Evan Brand: Yeah. Good advice. ‘Cause if you’ve got it on your hands and maybe you scratch your nose or you touch your face or something, and then you’ve get it into the bloodstream.

Dr. Justin Marchegiani: Exactly. And of course, just having a stronger immune system, right? A lot of these things happen when your immunocompromised. So, when you have poor diet, when you’ve poor– that’s when you’ve poor sleep, when you already have a compromised gut issue, these things can happen. So, they very rarely happen just out of isolation. Uhm– you may have other infections and then the C. diff– an issue. You may have other infections that came about because of chronic antibiotic use ‘cause antibiotics can cause rebound overgrowth as well. Or, if you’re using antibiotic– I don’t know, like an H. pylori infection. You’re doing triple therapy, right? A lot of the other uhm— things that are also used outside of Achromycin are gonna be Proton Pump Inhibitors, right? But what does that create? Low stomach acid environment. That’s gonna set you up to not breakdown proteins, be able to break down fats and ionize minerals. So that creates more problems down the road, right?
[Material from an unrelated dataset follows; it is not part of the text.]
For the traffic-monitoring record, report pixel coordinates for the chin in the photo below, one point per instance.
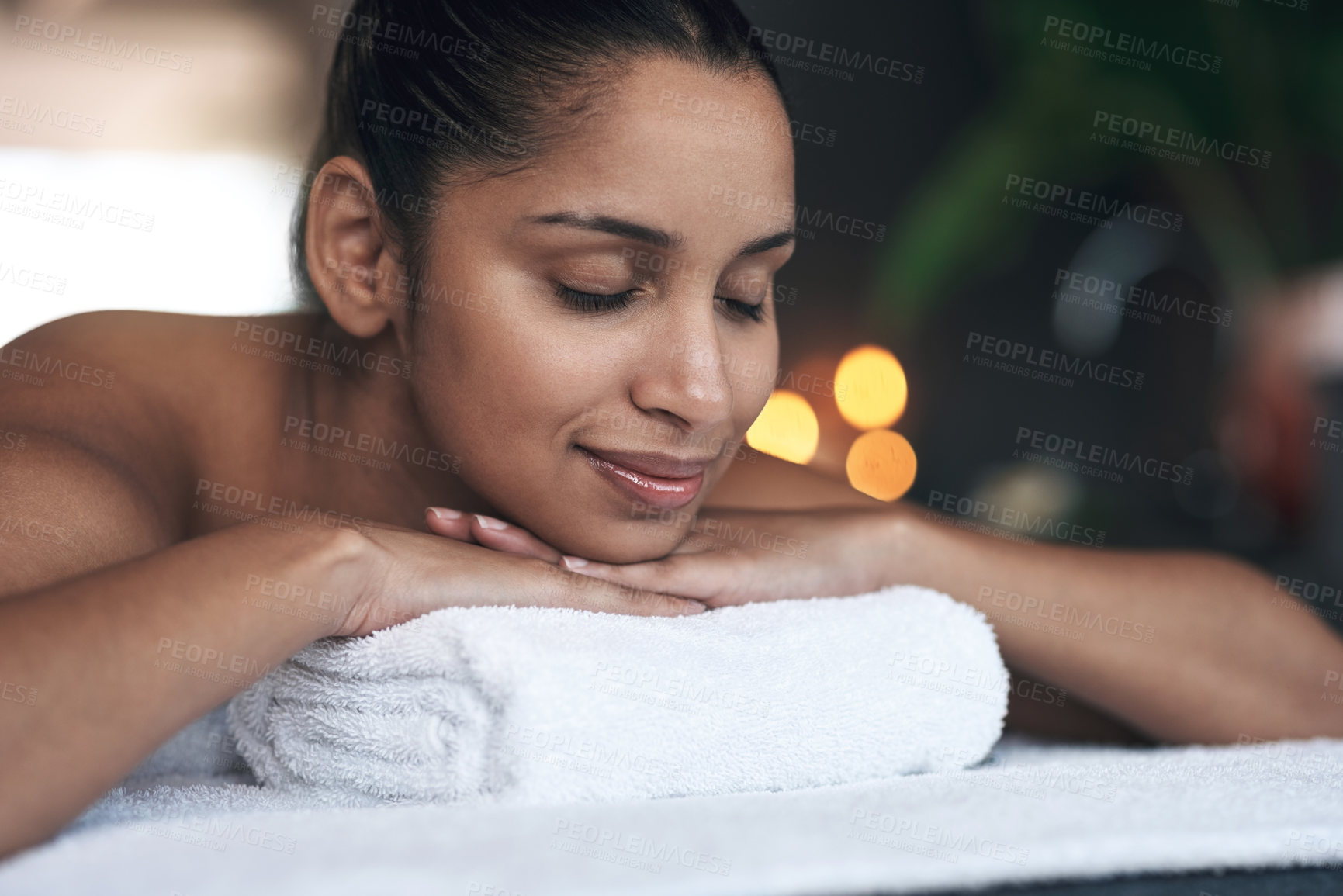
(615, 543)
Evan Brand: Yeah. Well said. So, if you’re on an acid blocker, this conversation should perk your ears up a little bit. Pay attention ‘cause you’re at a higher risk for these infections. We see it every single week between us both. We’ve seen thousands and thousands of gut bugs. So, uh– acid blockers or uh– also birth control pills, too. We know that can affect the gut microbiome a bit. And also, uhm— yeast infections, too. So, if women have had yeast infections, they’re gonna get put on like a Diflucan or a Nystatin, or some other pharmaceutical. That could also change the microbial balance, and you get Clostridia that way. So, basically, any intervention that’s knocked out the good guys is gonna put you at risk, you’re saying.

Dr. Justin Marchegiani: One hundred percent, and just stay out of hospitals. Really, just stay out of, you know, conventional hospitals. I mean, if you have family member who really get sick, and you have to go, totally get it, right? But if you have the ability to wait ‘til someone’s out of the hospital, wait ‘til they’re out.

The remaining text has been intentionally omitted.